La confection de l’allumette
Les opérations de pose et de séchage du bouton sur les tiges sont réalisées par «une machine continue à chimiquer». Les tiges sont plantées debout sur un tapis métallique. Leur extrémité est d’abord trempée dans de la paraffine liquide pour assurer la transmission de la flamme au bois, puis après refroidissement, plongée quelques secondes dans la pâte. Après séchage, le bouton a durci et l’allumette est terminée.

La fabrication des boîtes
Jusque dans les années 1970, les boîtes d’allumettes étaient en bois de peuplier, formées d’un «tiroir», le conteneur et d’une «coulisse», extérieur de la boîte supportant le frottoir. Après leur pliage et leur étiquetage, les boîtes sont remplies d’allumettes lors de l’emboîtage. Les boites d’allumettes sont agrémentées d’images plus ou moins élaborées qui en font parfois des pièces de collection.
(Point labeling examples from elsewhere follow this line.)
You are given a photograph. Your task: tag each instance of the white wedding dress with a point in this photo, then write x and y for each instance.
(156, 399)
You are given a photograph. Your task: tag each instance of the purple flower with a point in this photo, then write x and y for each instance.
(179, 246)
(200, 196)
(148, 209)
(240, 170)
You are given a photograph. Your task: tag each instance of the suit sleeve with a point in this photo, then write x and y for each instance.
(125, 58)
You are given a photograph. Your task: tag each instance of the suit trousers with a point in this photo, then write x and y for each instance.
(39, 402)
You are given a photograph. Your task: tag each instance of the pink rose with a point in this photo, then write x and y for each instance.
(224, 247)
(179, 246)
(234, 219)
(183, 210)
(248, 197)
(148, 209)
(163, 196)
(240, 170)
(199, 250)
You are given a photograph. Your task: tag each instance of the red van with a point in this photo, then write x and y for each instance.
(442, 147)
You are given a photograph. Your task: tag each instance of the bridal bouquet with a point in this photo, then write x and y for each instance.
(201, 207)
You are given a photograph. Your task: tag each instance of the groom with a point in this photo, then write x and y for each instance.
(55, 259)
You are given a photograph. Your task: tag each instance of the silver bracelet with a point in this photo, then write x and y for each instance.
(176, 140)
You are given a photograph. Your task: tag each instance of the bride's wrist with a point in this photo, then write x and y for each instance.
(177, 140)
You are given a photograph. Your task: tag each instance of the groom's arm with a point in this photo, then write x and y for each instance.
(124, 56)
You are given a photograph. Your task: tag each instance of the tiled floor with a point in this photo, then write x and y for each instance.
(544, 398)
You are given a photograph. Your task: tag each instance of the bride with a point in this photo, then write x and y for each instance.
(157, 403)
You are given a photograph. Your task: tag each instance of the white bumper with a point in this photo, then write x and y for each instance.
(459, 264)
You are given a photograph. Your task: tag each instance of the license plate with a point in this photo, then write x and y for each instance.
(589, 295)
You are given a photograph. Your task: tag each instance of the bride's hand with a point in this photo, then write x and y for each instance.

Confection et pose du frottoir
Fabriquée en laboratoire, la pâte pour frottoir ou «gratin» est un soigneux mélange de phosphore rouge, de charbon, de verre en poudre et de colle. Elle est apposée sur un ou deux côtés de la boîte par une gratineuse pour constituer le frottoir. Passées ensuite dans un tunnel sécheur, les boîtes sont prêtes à l’expédition. Les diaporamas suivants reprennent avec photos ses différentes étapes diaporama allumettes

Les collections de boîtes d’allumettes
Les anciens salariés ont parfois conservé des boîtes d’allumettes produites au fil des ans par la Manu.

Certaines boites sont exceptionnelles comme celles de grand format, dorées à l’or fin, produites sous Giscard d’Estaing pour être offertes aux hôtes de marque de la France. La collection de Guy Thareau mérite d’être regardée telle qu’elle est régulièrement présentée aux journées du patrimoine.